Emergent Functions and Validation – The nature of complex systems is that functions emerge within them. These emergent functions are the topic of intense academic study. We want to know how they work and how to control them! But in the end, the only real way to know about emergent function is to build systems and observe them. As a practical matter, this means that Agile-developed full systems often still require long-term observation and validation, as integrated systems running in their intended environment. “Long term” may mean weeks, months, or years depending on the application. Validation just takes time.
Human Beings – I’m still re-learning how to use my Apple TV remote-control, almost two years after I purchased it. By now the good folks at Apple have released new versions with better hardware and software. But I haven’t bought those yet; because I’m cheap and a bit lazy. That’s the nature of human beings. We’re set in our ways; we’re slow to evolve, and we don’t like change. Our software may be agile. We ourselves are not.
Finally, a word about quality. The approaches listed here are not rocket-science and can be implemented by any organization with some basic software competence. But basic software competence includes some quality measures that are non-negotiable. Version control and configuration management are must-haves, and they must be taken seriously. Common-sense measures like consistent bug-free tooling and development environments, static checkers for low-level bugs, code commit processes, etc., are all tickets to entry.

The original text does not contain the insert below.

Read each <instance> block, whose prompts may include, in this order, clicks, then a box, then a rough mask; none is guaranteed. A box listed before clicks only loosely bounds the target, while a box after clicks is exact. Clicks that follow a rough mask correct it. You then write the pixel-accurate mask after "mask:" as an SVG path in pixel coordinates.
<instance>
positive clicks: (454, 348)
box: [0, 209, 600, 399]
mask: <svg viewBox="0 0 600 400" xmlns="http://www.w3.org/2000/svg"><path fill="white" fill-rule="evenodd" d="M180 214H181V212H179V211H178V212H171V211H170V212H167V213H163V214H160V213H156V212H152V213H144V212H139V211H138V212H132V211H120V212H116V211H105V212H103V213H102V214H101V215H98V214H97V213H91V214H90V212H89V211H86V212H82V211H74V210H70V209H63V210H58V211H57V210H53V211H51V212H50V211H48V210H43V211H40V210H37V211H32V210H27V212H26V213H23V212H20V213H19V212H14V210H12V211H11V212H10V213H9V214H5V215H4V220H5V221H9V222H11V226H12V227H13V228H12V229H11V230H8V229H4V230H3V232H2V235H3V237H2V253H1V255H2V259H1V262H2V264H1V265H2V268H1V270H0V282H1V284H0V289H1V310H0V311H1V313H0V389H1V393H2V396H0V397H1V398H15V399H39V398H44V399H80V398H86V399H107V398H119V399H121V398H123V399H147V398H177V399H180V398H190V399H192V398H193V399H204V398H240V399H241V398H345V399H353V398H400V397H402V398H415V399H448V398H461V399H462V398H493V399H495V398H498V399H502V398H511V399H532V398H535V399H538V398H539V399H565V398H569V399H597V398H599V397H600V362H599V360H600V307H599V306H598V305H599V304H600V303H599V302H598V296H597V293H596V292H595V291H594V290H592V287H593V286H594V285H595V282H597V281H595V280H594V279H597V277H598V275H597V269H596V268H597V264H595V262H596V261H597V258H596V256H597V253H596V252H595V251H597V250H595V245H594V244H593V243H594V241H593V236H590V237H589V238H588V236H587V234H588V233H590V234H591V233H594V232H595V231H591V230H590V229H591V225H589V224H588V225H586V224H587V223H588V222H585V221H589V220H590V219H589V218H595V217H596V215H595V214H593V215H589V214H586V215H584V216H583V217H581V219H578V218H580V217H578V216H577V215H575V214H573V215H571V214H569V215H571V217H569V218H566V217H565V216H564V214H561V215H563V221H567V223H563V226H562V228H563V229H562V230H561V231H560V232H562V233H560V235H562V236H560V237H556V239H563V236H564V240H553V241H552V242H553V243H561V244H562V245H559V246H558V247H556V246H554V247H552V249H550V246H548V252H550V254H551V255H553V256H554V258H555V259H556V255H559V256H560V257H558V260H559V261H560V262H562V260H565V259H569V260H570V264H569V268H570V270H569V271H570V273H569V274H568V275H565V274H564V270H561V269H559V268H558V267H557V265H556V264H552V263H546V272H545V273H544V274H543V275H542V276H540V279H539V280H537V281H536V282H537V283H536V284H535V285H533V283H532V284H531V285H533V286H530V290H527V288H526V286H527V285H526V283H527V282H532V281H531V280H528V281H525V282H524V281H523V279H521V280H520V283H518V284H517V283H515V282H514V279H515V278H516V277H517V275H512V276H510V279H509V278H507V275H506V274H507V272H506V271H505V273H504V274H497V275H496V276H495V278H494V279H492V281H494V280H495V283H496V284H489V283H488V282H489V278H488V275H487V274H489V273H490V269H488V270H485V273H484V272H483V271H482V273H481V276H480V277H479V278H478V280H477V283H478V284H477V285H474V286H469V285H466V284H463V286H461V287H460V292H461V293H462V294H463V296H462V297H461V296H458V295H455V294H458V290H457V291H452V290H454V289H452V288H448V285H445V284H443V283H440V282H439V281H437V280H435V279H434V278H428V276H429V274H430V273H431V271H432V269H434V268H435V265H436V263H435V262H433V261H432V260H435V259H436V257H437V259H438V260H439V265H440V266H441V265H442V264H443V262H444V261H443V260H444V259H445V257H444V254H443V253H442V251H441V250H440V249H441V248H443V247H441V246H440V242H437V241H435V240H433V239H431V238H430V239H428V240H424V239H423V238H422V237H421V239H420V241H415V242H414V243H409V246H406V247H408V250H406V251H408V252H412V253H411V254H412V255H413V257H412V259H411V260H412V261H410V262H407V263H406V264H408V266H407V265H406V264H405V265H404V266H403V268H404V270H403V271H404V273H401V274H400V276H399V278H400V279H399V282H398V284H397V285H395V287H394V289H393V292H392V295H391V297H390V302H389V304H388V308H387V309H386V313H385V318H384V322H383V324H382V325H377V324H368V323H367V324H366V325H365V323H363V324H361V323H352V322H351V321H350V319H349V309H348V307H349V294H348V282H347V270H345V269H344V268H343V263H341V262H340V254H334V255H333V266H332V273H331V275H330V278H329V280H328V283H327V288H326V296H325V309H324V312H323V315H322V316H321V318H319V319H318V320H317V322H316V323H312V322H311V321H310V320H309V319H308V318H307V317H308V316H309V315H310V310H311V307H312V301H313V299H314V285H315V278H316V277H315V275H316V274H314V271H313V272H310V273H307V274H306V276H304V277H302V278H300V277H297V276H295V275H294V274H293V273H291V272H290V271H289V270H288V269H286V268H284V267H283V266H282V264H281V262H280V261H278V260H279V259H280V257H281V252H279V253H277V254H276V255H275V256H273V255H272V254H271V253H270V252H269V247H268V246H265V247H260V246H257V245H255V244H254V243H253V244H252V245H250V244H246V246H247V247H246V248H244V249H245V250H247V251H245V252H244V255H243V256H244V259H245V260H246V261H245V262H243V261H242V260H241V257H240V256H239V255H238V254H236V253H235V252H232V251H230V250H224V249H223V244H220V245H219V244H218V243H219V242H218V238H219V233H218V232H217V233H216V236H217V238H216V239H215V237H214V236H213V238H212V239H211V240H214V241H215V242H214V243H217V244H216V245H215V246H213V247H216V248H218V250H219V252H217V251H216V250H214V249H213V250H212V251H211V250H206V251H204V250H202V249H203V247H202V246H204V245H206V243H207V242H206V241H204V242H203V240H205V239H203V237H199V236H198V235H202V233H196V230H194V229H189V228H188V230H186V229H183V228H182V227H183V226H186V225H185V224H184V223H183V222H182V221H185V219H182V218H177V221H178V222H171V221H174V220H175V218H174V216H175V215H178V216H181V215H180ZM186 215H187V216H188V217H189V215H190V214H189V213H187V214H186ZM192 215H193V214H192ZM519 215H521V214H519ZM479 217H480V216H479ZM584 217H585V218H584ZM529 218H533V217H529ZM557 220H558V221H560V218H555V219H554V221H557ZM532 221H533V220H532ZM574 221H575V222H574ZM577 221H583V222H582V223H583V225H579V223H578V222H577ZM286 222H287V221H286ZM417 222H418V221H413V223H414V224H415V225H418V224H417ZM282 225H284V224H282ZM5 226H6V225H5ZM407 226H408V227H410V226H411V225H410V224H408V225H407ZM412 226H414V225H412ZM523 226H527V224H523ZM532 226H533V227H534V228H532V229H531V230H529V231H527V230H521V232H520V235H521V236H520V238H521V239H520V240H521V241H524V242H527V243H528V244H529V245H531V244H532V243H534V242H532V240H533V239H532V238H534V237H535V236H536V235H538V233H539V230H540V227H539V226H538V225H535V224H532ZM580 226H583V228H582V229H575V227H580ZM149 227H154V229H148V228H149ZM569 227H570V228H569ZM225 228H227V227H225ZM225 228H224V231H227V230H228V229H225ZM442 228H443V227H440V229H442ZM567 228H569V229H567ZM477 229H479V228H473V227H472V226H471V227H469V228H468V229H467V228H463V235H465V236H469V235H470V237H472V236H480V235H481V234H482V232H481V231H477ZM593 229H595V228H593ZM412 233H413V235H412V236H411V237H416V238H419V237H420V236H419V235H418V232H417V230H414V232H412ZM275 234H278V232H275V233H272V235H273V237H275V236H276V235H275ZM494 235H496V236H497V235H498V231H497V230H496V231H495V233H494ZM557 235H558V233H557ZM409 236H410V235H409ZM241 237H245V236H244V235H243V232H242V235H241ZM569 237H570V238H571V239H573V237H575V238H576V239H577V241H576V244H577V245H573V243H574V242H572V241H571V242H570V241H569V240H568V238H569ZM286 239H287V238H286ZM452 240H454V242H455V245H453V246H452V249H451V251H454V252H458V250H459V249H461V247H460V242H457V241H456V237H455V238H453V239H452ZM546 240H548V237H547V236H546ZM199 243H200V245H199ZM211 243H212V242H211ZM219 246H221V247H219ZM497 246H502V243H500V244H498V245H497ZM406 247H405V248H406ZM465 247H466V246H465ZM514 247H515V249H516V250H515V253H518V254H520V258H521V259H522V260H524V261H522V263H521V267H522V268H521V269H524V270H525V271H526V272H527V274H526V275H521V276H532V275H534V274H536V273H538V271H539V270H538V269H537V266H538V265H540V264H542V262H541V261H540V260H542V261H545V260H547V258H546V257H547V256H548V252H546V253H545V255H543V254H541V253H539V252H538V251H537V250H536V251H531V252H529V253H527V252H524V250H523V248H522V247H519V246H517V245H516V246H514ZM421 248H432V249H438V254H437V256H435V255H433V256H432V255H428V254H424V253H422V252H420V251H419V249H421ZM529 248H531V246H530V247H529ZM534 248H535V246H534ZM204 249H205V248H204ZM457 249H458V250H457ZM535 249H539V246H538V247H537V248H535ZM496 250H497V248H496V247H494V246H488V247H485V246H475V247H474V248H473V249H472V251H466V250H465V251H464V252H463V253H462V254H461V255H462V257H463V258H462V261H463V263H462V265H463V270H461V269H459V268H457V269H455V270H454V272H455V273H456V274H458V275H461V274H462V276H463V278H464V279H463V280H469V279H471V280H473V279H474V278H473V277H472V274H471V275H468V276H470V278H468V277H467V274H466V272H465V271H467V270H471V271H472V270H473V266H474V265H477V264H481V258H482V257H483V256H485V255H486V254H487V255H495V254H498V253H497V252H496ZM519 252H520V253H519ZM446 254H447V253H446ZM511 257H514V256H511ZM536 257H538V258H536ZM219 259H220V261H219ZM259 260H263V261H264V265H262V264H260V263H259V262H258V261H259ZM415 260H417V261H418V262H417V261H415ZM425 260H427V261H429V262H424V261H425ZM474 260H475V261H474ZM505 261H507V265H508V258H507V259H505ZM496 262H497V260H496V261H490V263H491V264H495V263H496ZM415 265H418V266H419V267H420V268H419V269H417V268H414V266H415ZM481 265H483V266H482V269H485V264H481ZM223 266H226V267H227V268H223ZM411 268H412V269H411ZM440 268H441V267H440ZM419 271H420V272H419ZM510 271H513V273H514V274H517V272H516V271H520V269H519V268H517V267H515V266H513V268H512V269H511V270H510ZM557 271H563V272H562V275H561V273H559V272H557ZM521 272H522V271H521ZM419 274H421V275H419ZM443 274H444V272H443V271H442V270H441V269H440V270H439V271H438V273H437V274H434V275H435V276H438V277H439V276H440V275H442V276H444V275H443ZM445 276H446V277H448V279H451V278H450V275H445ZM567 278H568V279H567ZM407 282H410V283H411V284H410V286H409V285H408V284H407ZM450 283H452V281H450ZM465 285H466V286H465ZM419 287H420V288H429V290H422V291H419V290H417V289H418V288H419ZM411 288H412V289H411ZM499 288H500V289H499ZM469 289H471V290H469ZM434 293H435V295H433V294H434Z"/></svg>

It's important to close on this reminder about quality. Because the word “Agile” is too often used as a fig leaf, to cover up the idea of “no process at all.” And that’s a shame. We’re all using processes, whether we admit it (or document it) or not. Make them Agile if you like. But don’t discard them. In the long-run, our processes are what we do with our days, our careers and our lives. Or in the words of Aristotle, “We are what we repeatedly do.” Develop accordingly.